A 16-week fetus is surprisingly active. The arms and legs are long enough, and the joints flexible enough, for kicking, stretching, and even somersaulting in the amniotic fluid. The fetus can make fists, flex its fingers, and curl its toes. Sucking and swallowing reflexes are developing, and the fetus regularly swallows amniotic fluid as a form of practice for feeding after birth.

Most people who are pregnant can’t feel these movements yet at 16 weeks, especially in a first pregnancy. The fetus is still small enough that its kicks and rolls don’t reach the uterine wall with enough force to notice. First-time mothers typically feel movement between 18 and 22 weeks, while those who’ve been pregnant before sometimes notice it a few weeks earlier.

Organ Development

Several organ systems hit functional milestones around week 16. The kidneys are now producing urine, and from this point forward, fetal urination is responsible for more than half of the amniotic fluid volume. The fetus swallows this fluid, processes it through the digestive system, and urinates it back out in a continuous cycle that helps maintain the right amount of fluid in the uterus.

The heart is fully formed and pumping about 25 quarts of blood per day. The circulatory system is complete enough that the heartbeat is easily detected on a standard Doppler device at a prenatal visit. The liver and spleen are beginning to produce blood cells, and the intestines are starting to accumulate meconium, the dark substance that will become the baby’s first bowel movement after birth.

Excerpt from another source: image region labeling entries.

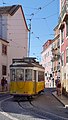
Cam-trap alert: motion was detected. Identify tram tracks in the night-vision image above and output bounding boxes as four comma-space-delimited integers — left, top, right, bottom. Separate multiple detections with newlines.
18, 99, 68, 120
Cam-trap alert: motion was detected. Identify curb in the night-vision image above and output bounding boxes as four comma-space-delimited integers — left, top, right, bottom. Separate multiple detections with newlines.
52, 93, 65, 107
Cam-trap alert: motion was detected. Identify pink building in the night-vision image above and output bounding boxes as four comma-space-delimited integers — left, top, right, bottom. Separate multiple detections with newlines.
41, 40, 53, 87
59, 0, 68, 92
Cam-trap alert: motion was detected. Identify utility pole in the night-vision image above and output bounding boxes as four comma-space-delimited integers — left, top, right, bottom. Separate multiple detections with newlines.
28, 19, 31, 57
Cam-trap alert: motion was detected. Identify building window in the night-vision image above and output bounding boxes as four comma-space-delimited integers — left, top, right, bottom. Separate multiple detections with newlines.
66, 49, 68, 63
2, 65, 7, 75
61, 29, 64, 44
66, 20, 68, 36
2, 44, 7, 55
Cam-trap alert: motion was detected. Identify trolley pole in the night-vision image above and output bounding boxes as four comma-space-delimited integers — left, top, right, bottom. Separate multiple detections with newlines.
28, 19, 31, 57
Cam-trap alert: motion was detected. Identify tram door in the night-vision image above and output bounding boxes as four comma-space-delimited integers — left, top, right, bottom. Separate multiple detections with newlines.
34, 70, 37, 93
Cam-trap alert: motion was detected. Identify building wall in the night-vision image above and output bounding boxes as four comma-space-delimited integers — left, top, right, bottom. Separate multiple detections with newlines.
41, 41, 53, 87
0, 40, 8, 82
0, 8, 28, 80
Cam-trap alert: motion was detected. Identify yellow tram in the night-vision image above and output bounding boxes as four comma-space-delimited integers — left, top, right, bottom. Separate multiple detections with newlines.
10, 57, 45, 96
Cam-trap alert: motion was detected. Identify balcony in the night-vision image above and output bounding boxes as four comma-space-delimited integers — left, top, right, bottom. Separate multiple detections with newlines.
59, 2, 68, 24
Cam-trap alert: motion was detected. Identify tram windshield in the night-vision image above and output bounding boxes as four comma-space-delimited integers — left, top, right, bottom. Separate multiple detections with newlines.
16, 69, 24, 81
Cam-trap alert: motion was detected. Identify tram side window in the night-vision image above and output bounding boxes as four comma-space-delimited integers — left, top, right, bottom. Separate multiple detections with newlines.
38, 71, 44, 81
25, 69, 32, 81
16, 69, 24, 81
10, 69, 15, 81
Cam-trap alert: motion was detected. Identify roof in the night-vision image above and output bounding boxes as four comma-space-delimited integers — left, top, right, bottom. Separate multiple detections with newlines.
0, 5, 29, 31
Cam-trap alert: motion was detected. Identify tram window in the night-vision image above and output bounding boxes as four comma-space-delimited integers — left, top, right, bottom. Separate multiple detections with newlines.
38, 71, 44, 81
16, 69, 24, 81
10, 69, 15, 81
25, 69, 32, 81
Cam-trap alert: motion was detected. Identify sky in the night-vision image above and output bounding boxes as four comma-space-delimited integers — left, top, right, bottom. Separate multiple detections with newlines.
0, 0, 59, 61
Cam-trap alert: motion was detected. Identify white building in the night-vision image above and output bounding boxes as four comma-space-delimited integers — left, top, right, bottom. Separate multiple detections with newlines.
0, 5, 28, 79
41, 40, 53, 87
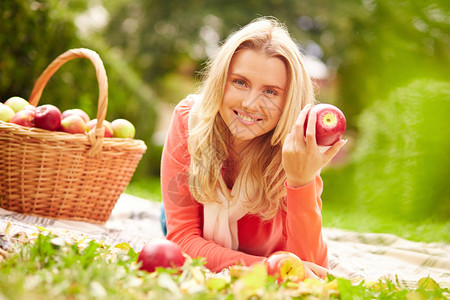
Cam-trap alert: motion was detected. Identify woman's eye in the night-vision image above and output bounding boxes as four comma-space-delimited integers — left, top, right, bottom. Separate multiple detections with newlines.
233, 79, 246, 86
266, 90, 278, 96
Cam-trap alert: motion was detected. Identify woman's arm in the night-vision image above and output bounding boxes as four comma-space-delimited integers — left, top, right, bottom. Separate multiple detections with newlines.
284, 176, 328, 268
161, 100, 263, 272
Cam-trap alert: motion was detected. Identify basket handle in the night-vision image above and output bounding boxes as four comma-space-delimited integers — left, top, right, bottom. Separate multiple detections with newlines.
28, 48, 108, 154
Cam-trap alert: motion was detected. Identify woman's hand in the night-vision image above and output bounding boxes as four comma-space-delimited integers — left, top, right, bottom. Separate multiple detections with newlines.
282, 104, 347, 187
303, 261, 328, 279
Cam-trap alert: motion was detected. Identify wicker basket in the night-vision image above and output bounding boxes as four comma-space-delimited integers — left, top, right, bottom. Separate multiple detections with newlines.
0, 49, 147, 224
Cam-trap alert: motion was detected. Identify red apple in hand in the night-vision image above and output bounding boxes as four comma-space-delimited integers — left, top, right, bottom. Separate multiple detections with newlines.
62, 108, 91, 123
111, 119, 136, 139
137, 239, 185, 273
304, 103, 347, 146
34, 104, 61, 131
59, 115, 87, 133
264, 251, 305, 283
86, 119, 113, 137
9, 109, 34, 127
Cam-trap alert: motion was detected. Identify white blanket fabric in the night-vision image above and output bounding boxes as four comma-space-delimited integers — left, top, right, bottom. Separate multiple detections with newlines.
0, 194, 450, 288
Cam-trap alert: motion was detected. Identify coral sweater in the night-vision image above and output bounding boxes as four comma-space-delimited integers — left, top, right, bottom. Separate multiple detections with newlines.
161, 96, 328, 272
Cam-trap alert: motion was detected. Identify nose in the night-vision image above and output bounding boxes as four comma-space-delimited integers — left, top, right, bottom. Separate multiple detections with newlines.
242, 90, 262, 111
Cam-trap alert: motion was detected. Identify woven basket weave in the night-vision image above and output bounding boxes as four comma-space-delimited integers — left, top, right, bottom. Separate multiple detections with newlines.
0, 49, 147, 224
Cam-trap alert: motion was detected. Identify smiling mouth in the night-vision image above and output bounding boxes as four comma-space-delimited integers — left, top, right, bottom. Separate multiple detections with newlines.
234, 110, 262, 123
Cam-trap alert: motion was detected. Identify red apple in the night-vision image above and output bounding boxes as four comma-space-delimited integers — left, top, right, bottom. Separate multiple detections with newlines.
137, 239, 185, 273
304, 103, 347, 146
264, 251, 305, 283
59, 115, 87, 133
9, 109, 34, 127
111, 119, 136, 139
5, 96, 30, 113
23, 104, 36, 112
62, 108, 91, 123
34, 104, 61, 131
0, 103, 16, 122
86, 119, 113, 137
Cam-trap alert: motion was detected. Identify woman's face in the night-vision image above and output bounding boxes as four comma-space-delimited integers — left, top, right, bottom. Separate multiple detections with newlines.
219, 49, 288, 150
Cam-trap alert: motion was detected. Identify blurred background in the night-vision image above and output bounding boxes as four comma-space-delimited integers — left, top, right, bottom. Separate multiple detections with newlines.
0, 0, 450, 242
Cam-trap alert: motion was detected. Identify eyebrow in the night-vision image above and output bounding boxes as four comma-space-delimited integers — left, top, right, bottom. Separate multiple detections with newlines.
229, 72, 284, 91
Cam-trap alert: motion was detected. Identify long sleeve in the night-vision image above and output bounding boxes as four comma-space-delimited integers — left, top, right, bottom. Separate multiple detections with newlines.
161, 99, 263, 271
284, 176, 328, 267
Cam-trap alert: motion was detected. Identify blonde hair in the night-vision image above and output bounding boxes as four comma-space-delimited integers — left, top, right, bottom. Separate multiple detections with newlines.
188, 18, 314, 219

What You Can See on Ultrasound

If you have an ultrasound around 16 weeks, you’ll see a fetus that looks recognizably like a baby. The profile view typically shows a clear forehead, nose, and chin. You can often see the hands and feet, count fingers and toes, and watch the fetus move in real time. The four chambers of the heart are visible, and the spine appears as a distinct row of bright dots.

Many parents want to know the sex at this stage. While the external genitalia are formed by 16 weeks, the accuracy of sex determination depends on the fetus’s position during the scan. Studies of ultrasound predictions between 14 and 16 weeks show high accuracy when the anatomy is clearly visible, though most providers prefer to confirm at the standard anatomy scan around 18 to 20 weeks, when the structures are larger and easier to evaluate.

Sensory Development So Far

At 16 weeks, the sensory systems are still in early construction. The inner ear structures are forming but not yet connected to the brain in a way that allows hearing. True sound responsiveness won’t begin until around 23 weeks, and consistent reactions to sound across all fetuses don’t appear until 28 to 30 weeks. The eyes can sense light and dark to a limited degree through the closed eyelids, but vision remains the least developed sense at this stage. Touch receptors, however, are fairly well established. The fetus responds to pressure on the uterine wall and will often move away from the probe during an ultrasound.